Citing two articles by the same author:
Lightenor has argued that computers are not useful tools for small children ("Too Soon" 38), though he has acknowledged elsewhere that early exposure to computer games does lead to better small motor skill development in a child's second and third year ("Hand-Eye Development" 17).
Citing two books by the same author:
Murray states that writing is a "process" that varies with our thinking style" (Write to Learn 6). Additionally, Murray argues that the purpose of writing is to "carry ideas and information from the mind of one person into the mind of another" (A Writer Teaches Writing 3).
Additionally, if the author/s name is not mentioned in the sentence, format your citation with the author's name followed by a comma, followed by a shortened title of the work, and, when appropriate, the page number(s):
Visual studies, because it is such a new discipline, maybe "too easy" (Elkins, "Visual Studies" 63).

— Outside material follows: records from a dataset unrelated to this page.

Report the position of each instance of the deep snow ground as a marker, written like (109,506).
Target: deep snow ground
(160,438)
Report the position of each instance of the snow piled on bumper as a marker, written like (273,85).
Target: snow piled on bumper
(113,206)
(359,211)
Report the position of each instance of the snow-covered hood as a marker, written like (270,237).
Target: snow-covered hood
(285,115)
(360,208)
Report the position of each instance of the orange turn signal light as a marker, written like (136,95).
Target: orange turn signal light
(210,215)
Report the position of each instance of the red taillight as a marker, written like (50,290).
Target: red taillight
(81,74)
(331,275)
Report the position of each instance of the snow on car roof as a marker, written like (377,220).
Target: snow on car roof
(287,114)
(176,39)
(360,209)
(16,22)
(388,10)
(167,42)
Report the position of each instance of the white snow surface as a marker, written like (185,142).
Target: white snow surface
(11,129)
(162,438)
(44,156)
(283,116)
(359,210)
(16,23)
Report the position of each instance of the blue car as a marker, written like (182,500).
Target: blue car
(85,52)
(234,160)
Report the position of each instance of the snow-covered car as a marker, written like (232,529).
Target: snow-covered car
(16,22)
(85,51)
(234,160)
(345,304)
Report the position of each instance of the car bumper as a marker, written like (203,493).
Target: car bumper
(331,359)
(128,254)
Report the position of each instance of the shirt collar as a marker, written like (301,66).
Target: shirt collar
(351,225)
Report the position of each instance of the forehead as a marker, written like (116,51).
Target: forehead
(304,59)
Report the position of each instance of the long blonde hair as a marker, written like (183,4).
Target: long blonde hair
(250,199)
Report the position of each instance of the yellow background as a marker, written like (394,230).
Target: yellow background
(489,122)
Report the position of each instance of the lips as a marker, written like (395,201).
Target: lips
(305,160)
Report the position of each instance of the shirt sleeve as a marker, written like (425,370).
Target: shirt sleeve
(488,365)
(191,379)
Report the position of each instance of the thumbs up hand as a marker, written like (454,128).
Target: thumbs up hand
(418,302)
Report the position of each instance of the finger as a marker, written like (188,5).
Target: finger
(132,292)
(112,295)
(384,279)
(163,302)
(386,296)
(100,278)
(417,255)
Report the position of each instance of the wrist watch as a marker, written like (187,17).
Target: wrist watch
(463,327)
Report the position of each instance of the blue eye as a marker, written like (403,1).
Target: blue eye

When you write information or ideas from a source in your own words, cite the source by adding an in-text citation at the end of the paraphrased portion.
Paraphrasing from One Page
Include a full in-text citation with the author name and page number (if there is one). For example:
Mother-infant attachment became a leading topic of developmental research following the publication of John Bowlby's studies (Hunt 65).
Paraphrasing from Multiple Pages
If the paraphrased information/idea is from several pages, include them. For example:
Mother-infant attachment became a leading topic of developmental research following the publication of John Bowlby's studies (Hunt 50, 55, 65-71).
When you quote directly from a source, enclose the quoted section in quotation marks. Add an in-text citation at the end of the quote with the author name and page number:
Mother-infant attachment has been a leading topic of developmental research since John Bowlby found that "children raised in institutions were deficient in emotional and personality development" (Hunt 358).
No Page Numbers
When you quote from electronic sources that do not provide page numbers (like Web pages), cite the author name only.
"Three phases of the separation response: protest, despair, and detachment" (Garelli).
If you're using information from a single source more than once in succession (i.e., no other sources referred to in between), you can use a simplified in-text citation.
Cell biology is an area of science that focuses on the structure and function of cells (Smith 15). It revolves around the idea that the cell is a "fundamental unit of life" (17). Many important scientists have contributed to the evolution of cell biology. Mattias Jakob Schleiden and Theodor Schwann, for example, were scientists who formulated cell theory in 1838 (20).
Note: If using this simplified in-text citation creates ambiguity regarding the source being referred to, use the full in-text citation format.
Readers should be able to move from your own words to the words you quote without feeling an abrupt shift. Signal phrases provide clear signals to prepare the readers for the quotation. If you refer to the author's name in a sentence you do not have to include the name again as part of your in-text citation, instead include the page number (if there is one) at the end of the quotation or paraphrased section. For example:
Hunt explains that mother-infant attachment has been a leading topic of developmental research since John Bowlby found that "children raised in institutions were deficient in emotional and personality development" (358).
Where you'd normally put the author's last name, instead use the first one, two, or three words from the title. Don't count initial articles like "A", "An" or "The". You should provide enough words to make it clear which work you're referring to from your Works Cited list.
If the title in the Works Cited list is in italics, italicize the words from the title in the in-text citation.
If the title in the Works Cited list is in quotation marks, put quotation marks around the words from the title in the in-text citation.